After one of the most destructive hurricane seasons on record, Caribbean rum producers may have to prepare for worse to come. The Spirits Business speaks to some of the biggest players in the region.
Puerto Rico is also home to Bacardi’s giant distillery on the north coast, opposite the capital of San Juan, where it produces 80% of all its rum. “The fact that we were up and running a week after the hurricanes passed through the island is a testament to the fact we were ready for them,” says Ignacio del Valle, Bacardi’s regional president for Latin America and Caribbean. As one of the first to arrive there after Irma, on a corporate humanitarian aid flight, he found the biggest challenge was logistics, from the lack of power to finding fuel for employees so they could get to and from work. The distillery itself was unscathed but for the odd smashed window and toppled palm tree, and there was no damage to stocks. “Incredibly, we didn’t lose a single barrel,” he said.

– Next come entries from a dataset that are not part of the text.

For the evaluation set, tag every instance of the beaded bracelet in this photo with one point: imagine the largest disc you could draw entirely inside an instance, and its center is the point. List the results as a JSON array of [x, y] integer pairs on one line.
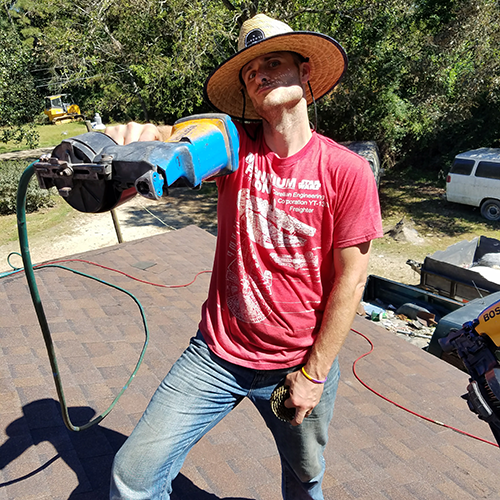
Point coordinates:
[[308, 377]]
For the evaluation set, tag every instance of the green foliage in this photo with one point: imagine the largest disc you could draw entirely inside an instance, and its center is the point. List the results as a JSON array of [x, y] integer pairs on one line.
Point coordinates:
[[422, 78], [18, 97], [10, 173]]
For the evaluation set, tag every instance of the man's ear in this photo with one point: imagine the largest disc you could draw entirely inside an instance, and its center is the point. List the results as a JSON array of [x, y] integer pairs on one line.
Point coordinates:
[[305, 72]]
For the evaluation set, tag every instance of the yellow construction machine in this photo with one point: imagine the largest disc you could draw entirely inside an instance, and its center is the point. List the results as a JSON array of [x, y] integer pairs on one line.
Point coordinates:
[[60, 112]]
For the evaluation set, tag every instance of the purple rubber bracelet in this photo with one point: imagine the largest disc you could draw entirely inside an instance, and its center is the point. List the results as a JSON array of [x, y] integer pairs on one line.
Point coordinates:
[[308, 377]]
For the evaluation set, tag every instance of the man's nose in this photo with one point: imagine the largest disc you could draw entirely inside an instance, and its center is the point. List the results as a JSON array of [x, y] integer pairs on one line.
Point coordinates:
[[261, 77]]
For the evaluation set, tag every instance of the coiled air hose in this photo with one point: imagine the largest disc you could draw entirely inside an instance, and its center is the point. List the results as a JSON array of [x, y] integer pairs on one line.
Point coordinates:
[[35, 296]]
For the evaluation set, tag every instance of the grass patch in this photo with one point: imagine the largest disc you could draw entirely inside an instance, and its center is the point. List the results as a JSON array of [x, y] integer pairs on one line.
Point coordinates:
[[39, 223], [422, 201], [50, 135]]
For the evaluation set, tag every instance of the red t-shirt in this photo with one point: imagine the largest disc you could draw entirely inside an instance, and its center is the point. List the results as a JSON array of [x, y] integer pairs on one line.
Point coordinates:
[[279, 220]]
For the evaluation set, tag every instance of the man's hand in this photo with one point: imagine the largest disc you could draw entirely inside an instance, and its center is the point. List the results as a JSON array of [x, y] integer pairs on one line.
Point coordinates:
[[304, 396], [133, 132]]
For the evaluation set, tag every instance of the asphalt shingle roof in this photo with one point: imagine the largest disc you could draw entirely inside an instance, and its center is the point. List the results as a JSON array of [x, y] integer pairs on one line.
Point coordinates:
[[376, 450]]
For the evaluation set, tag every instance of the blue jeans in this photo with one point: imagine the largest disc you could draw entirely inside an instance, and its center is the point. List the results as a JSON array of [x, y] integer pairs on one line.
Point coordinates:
[[197, 393]]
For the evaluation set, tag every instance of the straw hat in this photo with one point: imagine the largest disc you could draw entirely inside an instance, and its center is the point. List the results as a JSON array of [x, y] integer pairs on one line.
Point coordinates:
[[261, 35]]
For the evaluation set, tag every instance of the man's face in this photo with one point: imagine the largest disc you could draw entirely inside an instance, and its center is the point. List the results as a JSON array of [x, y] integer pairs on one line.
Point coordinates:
[[275, 79]]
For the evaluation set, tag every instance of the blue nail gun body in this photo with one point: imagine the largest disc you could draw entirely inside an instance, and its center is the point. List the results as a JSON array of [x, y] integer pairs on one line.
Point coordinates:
[[94, 174]]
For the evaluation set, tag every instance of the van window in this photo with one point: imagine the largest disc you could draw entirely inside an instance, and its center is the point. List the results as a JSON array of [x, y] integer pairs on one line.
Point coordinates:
[[462, 167], [489, 169]]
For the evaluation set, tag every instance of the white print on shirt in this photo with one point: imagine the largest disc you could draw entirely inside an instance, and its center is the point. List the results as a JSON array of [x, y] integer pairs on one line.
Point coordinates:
[[249, 286]]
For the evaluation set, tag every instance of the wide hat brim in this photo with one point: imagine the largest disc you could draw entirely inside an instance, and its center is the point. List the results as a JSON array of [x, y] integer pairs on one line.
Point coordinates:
[[328, 60]]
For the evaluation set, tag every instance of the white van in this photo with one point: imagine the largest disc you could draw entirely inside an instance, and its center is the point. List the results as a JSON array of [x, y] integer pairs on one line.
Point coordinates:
[[474, 179]]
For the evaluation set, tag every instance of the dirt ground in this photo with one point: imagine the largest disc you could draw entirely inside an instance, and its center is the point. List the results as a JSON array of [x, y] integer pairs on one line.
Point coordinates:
[[140, 218]]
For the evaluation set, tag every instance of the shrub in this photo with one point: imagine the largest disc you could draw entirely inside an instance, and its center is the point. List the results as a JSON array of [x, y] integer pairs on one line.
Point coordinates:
[[10, 173]]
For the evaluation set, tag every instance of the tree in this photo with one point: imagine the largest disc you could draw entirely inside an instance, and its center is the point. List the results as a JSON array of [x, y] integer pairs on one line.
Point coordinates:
[[18, 99]]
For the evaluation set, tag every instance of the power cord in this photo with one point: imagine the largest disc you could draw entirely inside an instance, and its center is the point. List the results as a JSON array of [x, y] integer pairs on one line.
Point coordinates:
[[431, 420]]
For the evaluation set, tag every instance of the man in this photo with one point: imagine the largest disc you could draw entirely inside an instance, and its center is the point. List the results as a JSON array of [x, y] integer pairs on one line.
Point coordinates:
[[295, 223]]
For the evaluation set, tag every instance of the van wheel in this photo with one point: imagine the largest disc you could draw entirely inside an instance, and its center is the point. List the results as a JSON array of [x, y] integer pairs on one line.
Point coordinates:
[[490, 209]]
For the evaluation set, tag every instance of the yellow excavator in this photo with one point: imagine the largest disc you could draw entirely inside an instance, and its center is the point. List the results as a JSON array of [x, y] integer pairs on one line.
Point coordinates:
[[60, 112]]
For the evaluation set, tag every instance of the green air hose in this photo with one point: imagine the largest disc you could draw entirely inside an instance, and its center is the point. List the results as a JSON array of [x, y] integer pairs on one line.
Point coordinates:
[[35, 296]]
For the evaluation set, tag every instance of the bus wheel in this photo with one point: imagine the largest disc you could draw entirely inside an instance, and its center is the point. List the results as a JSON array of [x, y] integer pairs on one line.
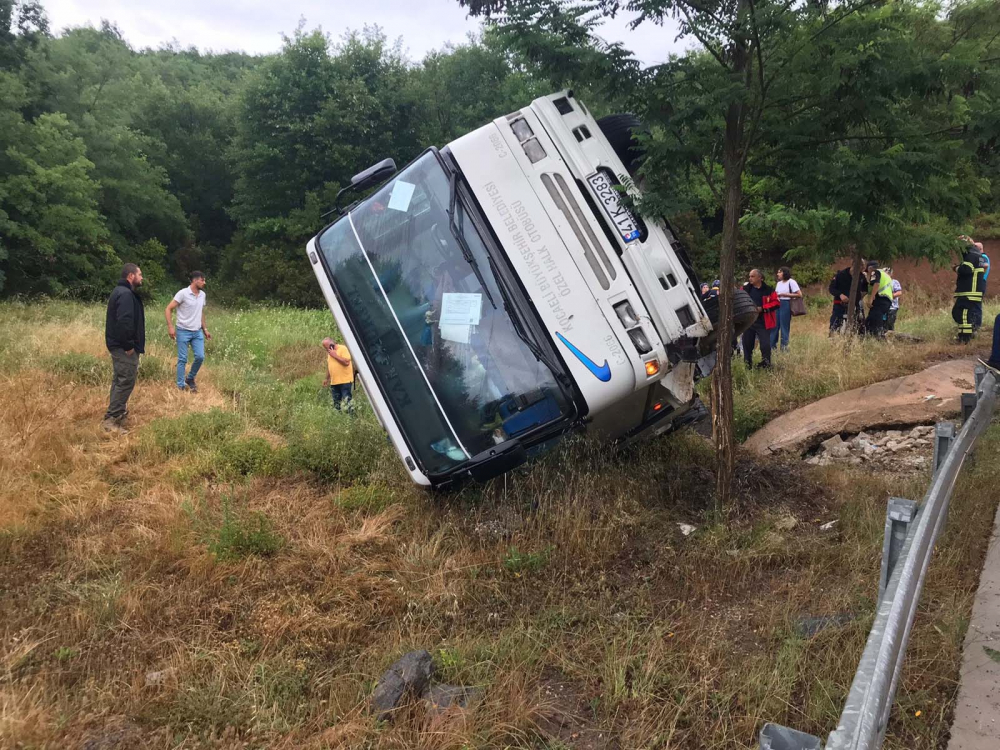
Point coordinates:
[[744, 311], [619, 130]]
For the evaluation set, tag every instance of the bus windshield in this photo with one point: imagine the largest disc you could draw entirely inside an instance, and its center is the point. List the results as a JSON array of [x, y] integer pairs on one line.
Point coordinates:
[[444, 350]]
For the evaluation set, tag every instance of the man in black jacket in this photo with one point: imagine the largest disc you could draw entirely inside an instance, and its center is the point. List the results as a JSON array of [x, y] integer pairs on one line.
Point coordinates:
[[125, 337], [840, 289]]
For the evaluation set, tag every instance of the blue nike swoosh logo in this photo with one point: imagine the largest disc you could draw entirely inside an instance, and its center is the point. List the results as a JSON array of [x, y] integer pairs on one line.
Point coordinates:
[[601, 372]]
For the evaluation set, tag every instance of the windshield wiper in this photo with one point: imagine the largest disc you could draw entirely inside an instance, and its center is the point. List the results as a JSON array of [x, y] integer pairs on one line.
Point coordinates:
[[516, 323], [455, 224]]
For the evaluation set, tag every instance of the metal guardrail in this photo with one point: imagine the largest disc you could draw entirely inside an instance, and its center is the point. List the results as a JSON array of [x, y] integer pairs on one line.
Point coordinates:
[[911, 531]]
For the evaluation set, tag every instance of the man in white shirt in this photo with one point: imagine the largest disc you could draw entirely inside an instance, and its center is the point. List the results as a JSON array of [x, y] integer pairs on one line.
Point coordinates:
[[190, 305]]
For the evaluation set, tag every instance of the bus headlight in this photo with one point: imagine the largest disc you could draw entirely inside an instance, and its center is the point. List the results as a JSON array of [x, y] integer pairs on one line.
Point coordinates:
[[627, 315], [522, 130], [640, 341], [534, 150]]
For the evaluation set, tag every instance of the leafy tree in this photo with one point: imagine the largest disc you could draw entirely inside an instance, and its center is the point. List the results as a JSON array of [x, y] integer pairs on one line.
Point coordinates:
[[53, 238]]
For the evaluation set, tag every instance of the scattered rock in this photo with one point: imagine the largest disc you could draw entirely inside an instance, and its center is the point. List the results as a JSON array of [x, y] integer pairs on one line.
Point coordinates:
[[122, 737], [831, 443], [893, 450], [409, 676], [807, 627], [158, 678], [786, 523], [441, 698]]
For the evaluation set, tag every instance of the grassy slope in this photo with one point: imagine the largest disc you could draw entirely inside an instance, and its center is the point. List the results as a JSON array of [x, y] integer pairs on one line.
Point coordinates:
[[266, 556]]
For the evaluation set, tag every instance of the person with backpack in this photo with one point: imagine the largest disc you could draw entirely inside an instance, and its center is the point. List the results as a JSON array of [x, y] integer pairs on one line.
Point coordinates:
[[787, 289], [125, 338], [339, 373]]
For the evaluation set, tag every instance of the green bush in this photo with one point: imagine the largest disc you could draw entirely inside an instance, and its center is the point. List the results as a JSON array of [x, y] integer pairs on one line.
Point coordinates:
[[372, 497], [245, 456], [241, 535], [518, 562], [84, 369], [193, 432], [333, 445]]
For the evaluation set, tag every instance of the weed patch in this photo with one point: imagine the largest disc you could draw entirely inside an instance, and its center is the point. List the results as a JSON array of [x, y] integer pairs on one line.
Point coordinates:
[[245, 456], [80, 368], [241, 534], [192, 432]]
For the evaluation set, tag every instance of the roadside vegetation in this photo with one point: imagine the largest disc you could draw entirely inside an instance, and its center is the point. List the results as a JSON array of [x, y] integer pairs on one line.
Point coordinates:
[[241, 568]]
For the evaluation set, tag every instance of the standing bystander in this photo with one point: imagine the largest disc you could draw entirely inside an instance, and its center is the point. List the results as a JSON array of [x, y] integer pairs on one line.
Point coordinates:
[[897, 292], [125, 337], [881, 302], [762, 296], [191, 331], [339, 373], [787, 289], [840, 289]]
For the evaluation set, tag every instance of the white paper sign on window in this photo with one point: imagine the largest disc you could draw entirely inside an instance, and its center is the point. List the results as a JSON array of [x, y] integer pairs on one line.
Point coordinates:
[[402, 193], [458, 308]]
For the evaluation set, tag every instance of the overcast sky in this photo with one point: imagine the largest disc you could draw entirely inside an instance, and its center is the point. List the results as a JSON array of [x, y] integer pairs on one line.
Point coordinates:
[[256, 26]]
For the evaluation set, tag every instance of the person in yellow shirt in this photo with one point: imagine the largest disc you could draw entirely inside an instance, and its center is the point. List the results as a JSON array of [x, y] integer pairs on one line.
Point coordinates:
[[339, 373]]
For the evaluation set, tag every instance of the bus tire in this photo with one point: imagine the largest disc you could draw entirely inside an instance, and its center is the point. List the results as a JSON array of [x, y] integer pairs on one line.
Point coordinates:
[[619, 130], [744, 311]]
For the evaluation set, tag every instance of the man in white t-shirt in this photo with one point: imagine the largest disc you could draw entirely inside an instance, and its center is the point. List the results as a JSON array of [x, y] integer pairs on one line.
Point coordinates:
[[189, 303], [787, 289]]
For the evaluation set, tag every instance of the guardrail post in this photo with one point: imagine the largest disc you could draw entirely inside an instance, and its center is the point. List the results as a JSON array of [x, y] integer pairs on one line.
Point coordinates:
[[777, 737], [899, 514], [944, 435], [968, 405]]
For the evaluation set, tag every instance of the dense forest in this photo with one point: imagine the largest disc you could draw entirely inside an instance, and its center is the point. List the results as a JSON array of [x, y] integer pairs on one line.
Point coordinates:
[[874, 124]]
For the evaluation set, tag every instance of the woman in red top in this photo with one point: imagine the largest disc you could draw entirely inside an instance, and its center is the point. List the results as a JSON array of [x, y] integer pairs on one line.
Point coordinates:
[[767, 305]]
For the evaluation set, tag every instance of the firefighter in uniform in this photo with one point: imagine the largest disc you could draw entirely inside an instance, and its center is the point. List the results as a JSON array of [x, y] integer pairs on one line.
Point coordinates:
[[881, 302], [968, 294]]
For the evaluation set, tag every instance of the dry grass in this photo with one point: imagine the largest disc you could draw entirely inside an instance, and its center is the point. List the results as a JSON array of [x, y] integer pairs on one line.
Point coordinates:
[[565, 592]]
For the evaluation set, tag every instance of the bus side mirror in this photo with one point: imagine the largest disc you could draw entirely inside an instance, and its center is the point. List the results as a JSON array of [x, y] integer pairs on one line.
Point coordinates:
[[375, 173]]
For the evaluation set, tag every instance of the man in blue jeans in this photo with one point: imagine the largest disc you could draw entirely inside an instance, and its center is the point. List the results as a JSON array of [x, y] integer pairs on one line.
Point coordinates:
[[994, 361], [189, 303]]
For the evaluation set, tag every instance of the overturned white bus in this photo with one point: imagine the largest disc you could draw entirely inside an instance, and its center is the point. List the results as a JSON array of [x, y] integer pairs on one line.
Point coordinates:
[[496, 294]]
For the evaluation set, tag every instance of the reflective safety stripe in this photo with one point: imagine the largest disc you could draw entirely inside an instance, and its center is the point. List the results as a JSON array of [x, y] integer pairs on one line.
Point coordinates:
[[885, 284]]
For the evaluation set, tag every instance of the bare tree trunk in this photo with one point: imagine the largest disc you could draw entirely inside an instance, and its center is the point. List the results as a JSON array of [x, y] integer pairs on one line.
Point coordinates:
[[723, 434], [852, 302]]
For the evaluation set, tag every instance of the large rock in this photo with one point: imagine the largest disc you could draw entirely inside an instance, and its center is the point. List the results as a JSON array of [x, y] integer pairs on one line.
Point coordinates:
[[832, 442], [900, 401], [407, 678]]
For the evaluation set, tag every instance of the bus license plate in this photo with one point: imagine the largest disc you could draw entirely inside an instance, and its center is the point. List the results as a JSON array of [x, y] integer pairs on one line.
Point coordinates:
[[618, 214]]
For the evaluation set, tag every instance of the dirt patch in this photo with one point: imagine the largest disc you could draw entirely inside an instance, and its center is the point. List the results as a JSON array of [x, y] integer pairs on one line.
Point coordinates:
[[567, 718], [922, 398]]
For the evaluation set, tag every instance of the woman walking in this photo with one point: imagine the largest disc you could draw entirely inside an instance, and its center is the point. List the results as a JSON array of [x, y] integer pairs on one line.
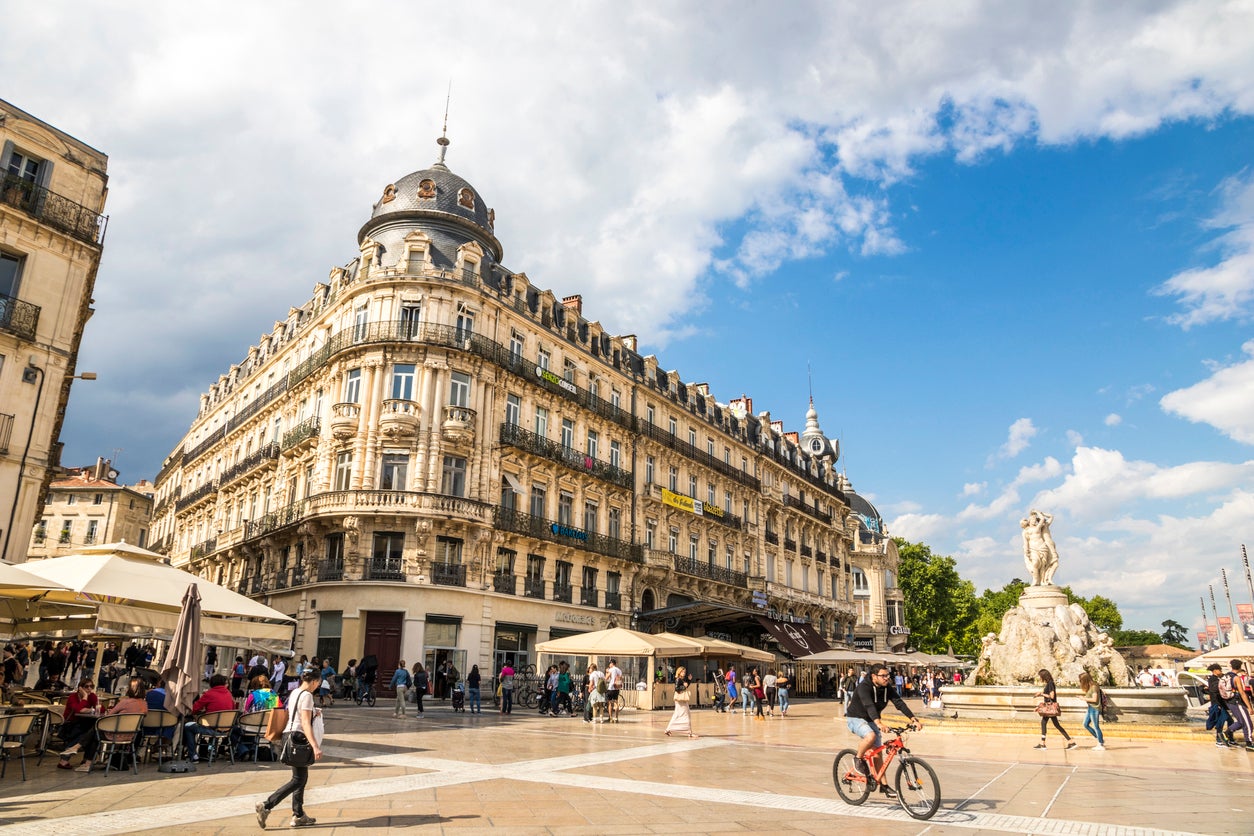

Asked if this year’s freak conditions might become the norm, del Valle answers: “I don’t know if I can predict the weather patterns in the future, but we do have contingency plans in all our plants, whether it’s for hurricanes, earthquakes or floods.” Like many rum producers, including Diageo and Beam Suntory, Bacardi has given generously to disaster relief, donating US$3 million in the wake of Irma and Maria. In Puerto Rico, Bacardi’s swift return to production “sent a message to other industries to get back on their feet”, claims del Valle.